DSP3200と同サイズの2ウェイのスピーカーシステムは、
16cm口径前後のウーファーとドーム型(もしくはATM型)が一般的といえる。
2022年のインターナショナルオーディオショウで聴いたYGアコースティクスのCAIRNは、
まさにこの構成だし、CAIRNの音は、この種のスピーカーシステムの完成形に、
いまのところいちばん近いのでは──、そんなふうに思わせるほど、
印象に残る音を聴かせてくれた。
それまでYGアコースティクスのスピーカーシステムの音に感心はすれば、
それ以上の感想をもつことはなかったけれど、CAIRNは違っていた。
(もっともそれだけの内容(実力)にふさわしい価格でもあるが……)
このCAIRNを、小型2ウェイのスピーカーシステムのリファレンスとしたうえで、
DSP3200を捉えるならば、トゥイーターのコーン型なんて時代遅れも甚だしい、とか、
理解できないユニット構成──、そんなふうに受けとる人に、何をいったらいいだろうか。
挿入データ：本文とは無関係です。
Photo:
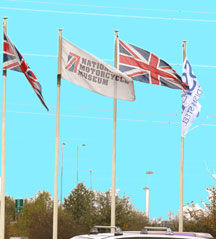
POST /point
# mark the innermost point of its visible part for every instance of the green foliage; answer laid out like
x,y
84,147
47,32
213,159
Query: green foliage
x,y
81,210
203,219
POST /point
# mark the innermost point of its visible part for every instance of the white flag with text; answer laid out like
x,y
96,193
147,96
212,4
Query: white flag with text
x,y
190,105
85,70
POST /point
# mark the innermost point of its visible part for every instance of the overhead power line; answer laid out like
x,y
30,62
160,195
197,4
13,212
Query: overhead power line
x,y
111,60
91,117
109,15
114,7
94,109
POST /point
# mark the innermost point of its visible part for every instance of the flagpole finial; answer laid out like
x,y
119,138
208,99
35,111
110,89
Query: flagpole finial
x,y
116,32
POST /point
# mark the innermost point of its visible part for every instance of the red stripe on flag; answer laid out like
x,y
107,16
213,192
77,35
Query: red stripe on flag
x,y
128,49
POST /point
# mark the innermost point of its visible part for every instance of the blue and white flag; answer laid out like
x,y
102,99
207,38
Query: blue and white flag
x,y
190,105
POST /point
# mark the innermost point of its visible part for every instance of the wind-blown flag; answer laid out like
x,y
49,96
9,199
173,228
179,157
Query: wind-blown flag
x,y
13,60
146,67
190,105
85,70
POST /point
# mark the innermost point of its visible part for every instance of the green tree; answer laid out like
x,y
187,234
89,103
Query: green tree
x,y
81,204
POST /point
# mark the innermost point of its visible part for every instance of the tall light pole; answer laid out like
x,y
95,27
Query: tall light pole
x,y
78,162
63,143
90,171
147,201
148,194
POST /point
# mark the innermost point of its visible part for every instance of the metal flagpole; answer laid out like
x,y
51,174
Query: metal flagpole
x,y
113,202
182,167
55,211
2,235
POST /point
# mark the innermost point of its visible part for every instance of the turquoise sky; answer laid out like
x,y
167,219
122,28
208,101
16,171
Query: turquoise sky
x,y
148,130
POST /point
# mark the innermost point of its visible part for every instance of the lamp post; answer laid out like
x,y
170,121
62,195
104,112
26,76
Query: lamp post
x,y
90,171
63,143
148,193
147,201
78,162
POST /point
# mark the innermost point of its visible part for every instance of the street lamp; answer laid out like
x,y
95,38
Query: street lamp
x,y
78,160
90,171
147,201
148,193
63,143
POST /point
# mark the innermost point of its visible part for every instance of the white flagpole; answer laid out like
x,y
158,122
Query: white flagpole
x,y
113,201
2,235
55,210
181,216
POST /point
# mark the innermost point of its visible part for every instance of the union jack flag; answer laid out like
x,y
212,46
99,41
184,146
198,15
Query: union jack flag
x,y
13,60
146,67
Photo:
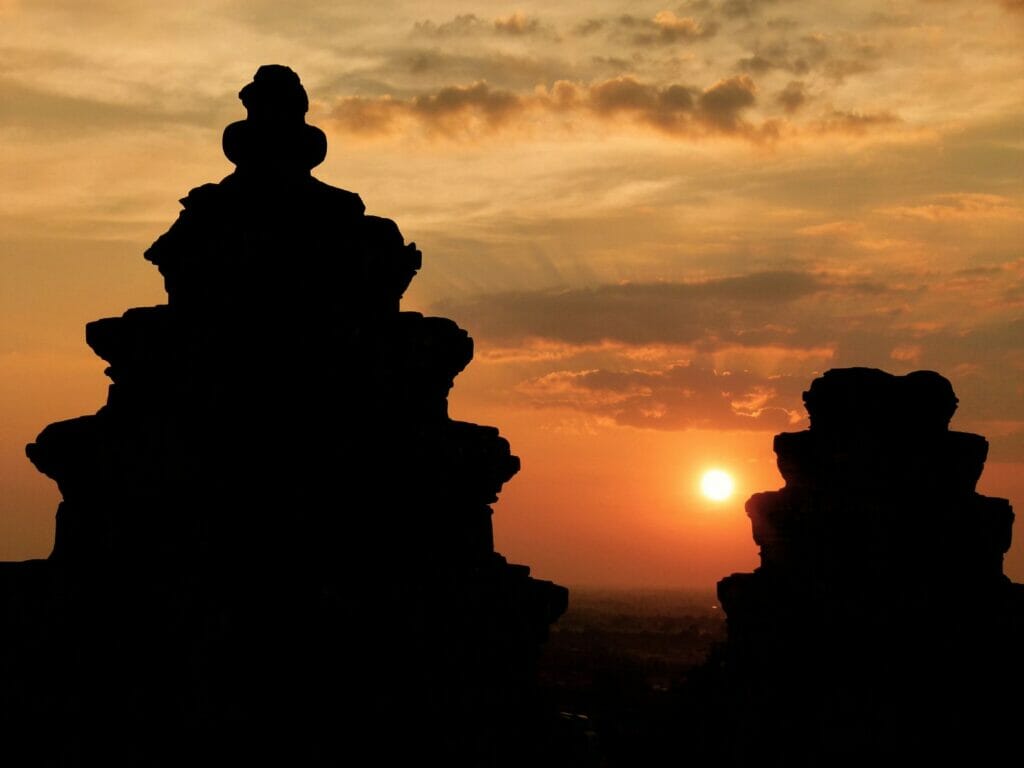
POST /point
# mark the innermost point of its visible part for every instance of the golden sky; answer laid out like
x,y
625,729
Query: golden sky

スピーカーというのは、これまで何度も書いてきているように、からくりである。
そのからくりのおもしろさをどう受けとめ理解し、鳴らしていくのか。
スピーカーシステムは忠実な変換機を目指していくべき──、なのは、
私だって同じ考えだが、だからといって、見識が狭すぎる人が少なくない、というか、
融通がきかないのか、スピーカーをからくりと捉えていないのか。
そういう人にとって、DSP3200のコーン型トゥイーターは指向特性ひとつとっても、
その採用を認めないことだろう。
確かにスピーカーユニットの指向特性は振動板の口径で決ってしまう。
可聴帯域すべて指向特性を同じするのはなかなか大変なことだし、
8cm口径の振動板ならば、数kHzから指向特性は狭まっていく。
そんなことは指摘されまでもなく、スピーカーを設計する人ならば知っている。
それでも8cm口径のコーン型ユニットを、トゥイーター的ポジションに選択している。
そのことを理解しようとしない人がいる。